Tokyo’s most photographed shrine corridors are in Kyoto’s imagination, not Tokyo’s—or so most visitors assume. But a few minutes from the National Diet, in the heart of the city’s political and business district, a tunnel of vermilion torii gates climbs a wooded hillside, and at the top sits a shrine guarded not by the usual lion-dogs but by monkeys. This is Hie Shrine (日枝神社), and it’s one of central Tokyo’s most rewarding quiet stops—hiding in plain sight above Akasaka.
What I like about Hie, after twenty years in this city, is that it never feels like a tourist site. You’ll share it with office workers in suits stopping to pray on their way to work. It’s a living shrine in the middle of working Tokyo.

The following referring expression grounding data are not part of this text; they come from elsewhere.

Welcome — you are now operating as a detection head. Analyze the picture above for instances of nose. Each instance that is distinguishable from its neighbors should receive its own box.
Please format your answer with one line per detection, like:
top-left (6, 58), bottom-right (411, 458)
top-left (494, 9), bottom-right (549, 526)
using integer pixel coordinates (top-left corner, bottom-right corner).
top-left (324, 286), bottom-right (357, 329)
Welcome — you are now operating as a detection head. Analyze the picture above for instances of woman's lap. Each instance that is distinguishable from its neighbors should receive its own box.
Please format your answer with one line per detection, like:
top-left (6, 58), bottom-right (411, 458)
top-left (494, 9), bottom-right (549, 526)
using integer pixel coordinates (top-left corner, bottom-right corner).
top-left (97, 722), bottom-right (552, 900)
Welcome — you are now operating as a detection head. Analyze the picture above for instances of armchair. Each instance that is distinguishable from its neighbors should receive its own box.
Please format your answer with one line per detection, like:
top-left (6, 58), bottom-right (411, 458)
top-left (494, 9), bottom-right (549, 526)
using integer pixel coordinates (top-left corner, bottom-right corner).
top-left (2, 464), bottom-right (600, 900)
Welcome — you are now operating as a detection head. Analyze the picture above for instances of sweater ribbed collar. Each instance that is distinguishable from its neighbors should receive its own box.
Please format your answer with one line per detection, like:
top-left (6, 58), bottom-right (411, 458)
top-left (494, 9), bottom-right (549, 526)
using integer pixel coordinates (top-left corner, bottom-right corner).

A Shrine for Power and Protection
Hie Shrine has watched over this ground for centuries. Founded in the 1400s and moved to its current Akasaka site in 1659, it became one of the most important shrines of the Tokugawa shogunate—chosen to protect Edo Castle (today’s Imperial Palace) from misfortune. Its location was never accidental: it guards the seat of power, and it still sits surrounded by the government and corporate heart of modern Japan.

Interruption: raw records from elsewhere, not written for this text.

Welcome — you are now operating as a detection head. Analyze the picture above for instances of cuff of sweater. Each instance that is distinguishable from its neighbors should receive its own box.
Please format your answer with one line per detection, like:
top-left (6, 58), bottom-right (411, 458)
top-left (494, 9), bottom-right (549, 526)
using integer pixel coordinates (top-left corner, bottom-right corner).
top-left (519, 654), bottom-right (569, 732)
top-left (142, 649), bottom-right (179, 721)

That heritage is why its festival, the Sanno Matsuri, is counted among the three great festivals of old Tokyo. Held in full scale in even-numbered years (mid-June), it sends a grand procession winding through the center of the city.
The Monkeys: Not Your Usual Guardians
Most Shinto shrines are flanked by komainu, the lion-dog guardians. Hie Shrine has monkeys instead—messengers of the mountain deity. Look for the pair at the worship hall: one cradles her infant, marking this as a shrine for safe childbirth, marriage, and family.

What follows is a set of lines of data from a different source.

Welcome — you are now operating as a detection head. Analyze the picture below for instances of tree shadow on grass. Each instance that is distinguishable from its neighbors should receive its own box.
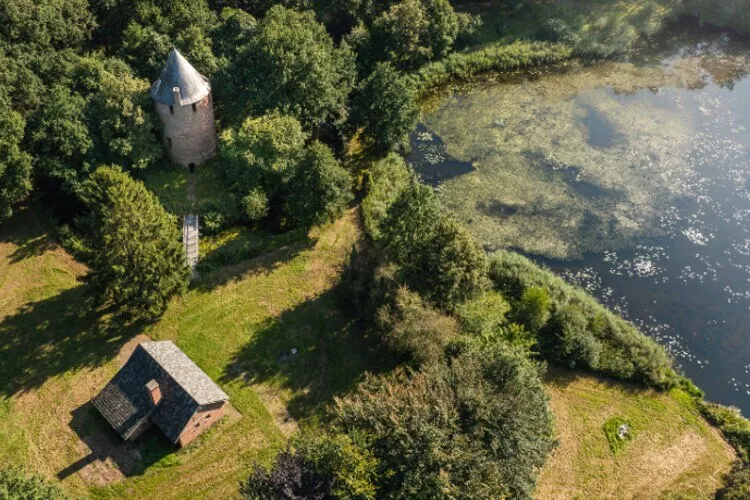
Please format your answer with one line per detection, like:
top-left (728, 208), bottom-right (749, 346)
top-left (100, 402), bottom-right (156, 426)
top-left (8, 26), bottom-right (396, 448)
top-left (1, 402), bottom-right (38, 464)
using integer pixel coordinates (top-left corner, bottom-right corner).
top-left (192, 230), bottom-right (315, 293)
top-left (0, 284), bottom-right (146, 398)
top-left (221, 286), bottom-right (397, 420)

There’s wordplay at the heart of it, the kind Japanese culture loves. The word for monkey, saru (猿), sounds like the verb saru (去る), “to leave” or “drive away”—so the monkeys are also believed to drive away misfortune. The female monkey with her child is one of the most quietly touching details in any Tokyo shrine; many visitors gently touch the statue while making a wish.
The Torii Tunnel and the Escalator
Hie Shrine’s signature image is the hillside corridor of red torii gates—dozens of them packed into a tunnel that glows when the afternoon sun filters through. It’s the closest thing central Tokyo has to Kyoto’s famous torii paths, and far less crowded.
The shrine’s other quirk is pure Tokyo: alongside the traditional stone steps, there’s a covered escalator carrying visitors up the steep hillside. Ancient ritual and modern convenience side by side—exactly the contradiction this city runs on. (The escalator also makes the shrine accessible in light rain or for those who’d rather skip the climb.)
Local Tips Most Visitors Miss
- Go early, 7–9 AM, for soft light, empty torii gates, and the chance to see locals praying before work.
- Climb the stone steps up, take the escalator down—or the reverse; the torii tunnel is on the stepped path, so don’t skip it entirely for the escalator.
- Cherry blossom season is beautiful here and far quieter than Tokyo’s famous spots.
- Buy the monkey amulets—the shrine’s omamori and ema (prayer tablets) feature its unique monkey theme, a better souvenir than the usual.
- Pair it with Akasaka and Kioicho—dinner in Akasaka’s backstreets is two minutes away.
Practical Info
| Item | Detail |
|---|---|
| Access | 3-min walk from Akasaka Station (Chiyoda Line); also near Tameike-sanno and Kokkai-gijidomae |
| Address | 2-10-5 Nagatacho, Chiyoda City, Tokyo |
| Hours | ~5/6 AM–6/5 PM (seasonal); free admission |
| Best time | Early morning; spring for cherry blossoms |
| Don’t miss | The torii tunnel, the mother-and-child monkey statue |
| Pair with | Akasaka, Kioicho, the Imperial Palace gardens |
Hie Shrine is the Tokyo contradiction in miniature—monkey guardians and an escalator, ancient protection rituals and salarymen on their way to the office, a glowing torii tunnel a stone’s throw from the Diet. Come early, climb through the gates, and find the quiet that the city keeps hidden right above its busiest district.